Wednesday, December 9, 2015

8 Common Mistakes Short Non-fiction Book Writers Make

Reading four non-fiction Kindle books a day is common for me. A lot of these books are absolutely great, but then there are the duds. Here is a list of eight common mistakes made by writers of short non-fiction Kindle books.

1. Assuming the Reader Already Knows

One of the biggest mistakes short book writers make is assuming that the reader already knows what they are talking about. For example, let’s say that I know nothing about how to change a car tire (I don’t) so I buy a short book on how to change my car tires. I am excited because this book seems like it is going to teach me about this subject and walk me through it step by step, but when I start to read the book I find myself lost because the writer mentions tools and car parts that I don’t know unless I see a picture of it. Never make the assumption that the reader knows technical jargon. Give definitions and, if possible, provide illustrations or photos to clarify things.

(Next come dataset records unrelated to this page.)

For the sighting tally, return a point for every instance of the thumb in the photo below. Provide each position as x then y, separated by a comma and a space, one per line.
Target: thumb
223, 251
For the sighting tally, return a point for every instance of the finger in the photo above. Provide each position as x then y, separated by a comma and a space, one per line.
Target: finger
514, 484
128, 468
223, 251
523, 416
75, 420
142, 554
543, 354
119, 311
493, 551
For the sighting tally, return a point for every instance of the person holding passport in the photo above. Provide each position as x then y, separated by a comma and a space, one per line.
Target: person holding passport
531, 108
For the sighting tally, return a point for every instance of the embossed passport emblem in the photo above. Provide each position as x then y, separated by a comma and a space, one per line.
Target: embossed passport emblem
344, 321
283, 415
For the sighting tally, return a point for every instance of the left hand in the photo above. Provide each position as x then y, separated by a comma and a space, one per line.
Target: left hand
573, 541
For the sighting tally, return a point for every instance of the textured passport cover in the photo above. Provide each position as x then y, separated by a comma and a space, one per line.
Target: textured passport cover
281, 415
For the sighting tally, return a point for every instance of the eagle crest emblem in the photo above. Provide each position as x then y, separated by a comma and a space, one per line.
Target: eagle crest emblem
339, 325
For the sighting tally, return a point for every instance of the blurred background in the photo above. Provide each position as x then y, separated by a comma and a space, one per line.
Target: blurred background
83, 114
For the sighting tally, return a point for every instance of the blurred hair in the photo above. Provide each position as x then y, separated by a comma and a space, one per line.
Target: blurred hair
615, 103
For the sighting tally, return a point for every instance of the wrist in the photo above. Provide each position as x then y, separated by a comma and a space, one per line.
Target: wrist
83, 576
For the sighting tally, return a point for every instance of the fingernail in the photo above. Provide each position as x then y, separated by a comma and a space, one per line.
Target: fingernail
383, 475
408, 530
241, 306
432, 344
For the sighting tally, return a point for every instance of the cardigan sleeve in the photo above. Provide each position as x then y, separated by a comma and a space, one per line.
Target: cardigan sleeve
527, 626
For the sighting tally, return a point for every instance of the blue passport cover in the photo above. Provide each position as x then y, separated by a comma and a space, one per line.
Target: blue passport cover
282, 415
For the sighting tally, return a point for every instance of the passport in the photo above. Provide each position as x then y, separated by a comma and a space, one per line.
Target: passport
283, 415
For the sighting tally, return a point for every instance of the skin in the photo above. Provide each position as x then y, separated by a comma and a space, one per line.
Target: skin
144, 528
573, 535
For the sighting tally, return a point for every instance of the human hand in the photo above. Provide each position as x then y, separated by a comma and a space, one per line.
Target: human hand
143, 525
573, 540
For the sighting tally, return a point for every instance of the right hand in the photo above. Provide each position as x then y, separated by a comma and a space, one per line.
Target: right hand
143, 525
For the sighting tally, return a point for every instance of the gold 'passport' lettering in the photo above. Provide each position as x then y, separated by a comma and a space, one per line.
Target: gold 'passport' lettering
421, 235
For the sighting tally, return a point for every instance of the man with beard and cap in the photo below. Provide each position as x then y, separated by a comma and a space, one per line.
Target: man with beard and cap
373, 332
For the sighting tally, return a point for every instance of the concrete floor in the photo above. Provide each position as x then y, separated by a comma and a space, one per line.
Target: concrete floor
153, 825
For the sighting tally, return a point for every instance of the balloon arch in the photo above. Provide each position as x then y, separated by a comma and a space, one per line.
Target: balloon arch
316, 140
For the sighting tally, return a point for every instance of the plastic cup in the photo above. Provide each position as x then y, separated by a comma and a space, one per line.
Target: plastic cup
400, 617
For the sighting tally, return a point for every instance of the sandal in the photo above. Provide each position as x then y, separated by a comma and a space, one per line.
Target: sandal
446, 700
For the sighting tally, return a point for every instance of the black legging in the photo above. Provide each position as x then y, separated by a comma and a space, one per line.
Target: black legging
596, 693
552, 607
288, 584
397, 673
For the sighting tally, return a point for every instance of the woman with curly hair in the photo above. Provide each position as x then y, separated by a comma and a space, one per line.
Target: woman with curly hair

2. Talking Too Much About Yourself

This happens all too often with short books. The author needs filler to justify the cost of his book, so he writes about himself and tells personal stories that are not even remotely related to the subject of the book. If you are going to talk about yourself in your short book, keep it brief and relevant. In one to two paragraphs, tell your readers why you are qualified to write this book. Give a few, short anecdotal stories throughout the book, if they are relevant. Mostly, stick to the facts and stay focused on your book’s topic.

3. Too Many Links

Open up some Kindle short books and your eyes get assaulted by all of the links: go here to download this, read more about that here, check out my blog post on such and such, etc. I am a firm believer that you should only put your link in the front of your book and at the end of your book. Too many links in the actual text of your book looks spammy and you will quickly lose your readers’ trust. If you want to recommend further reading links, do so at the end of your book in the “Recommended Reading” section you can add.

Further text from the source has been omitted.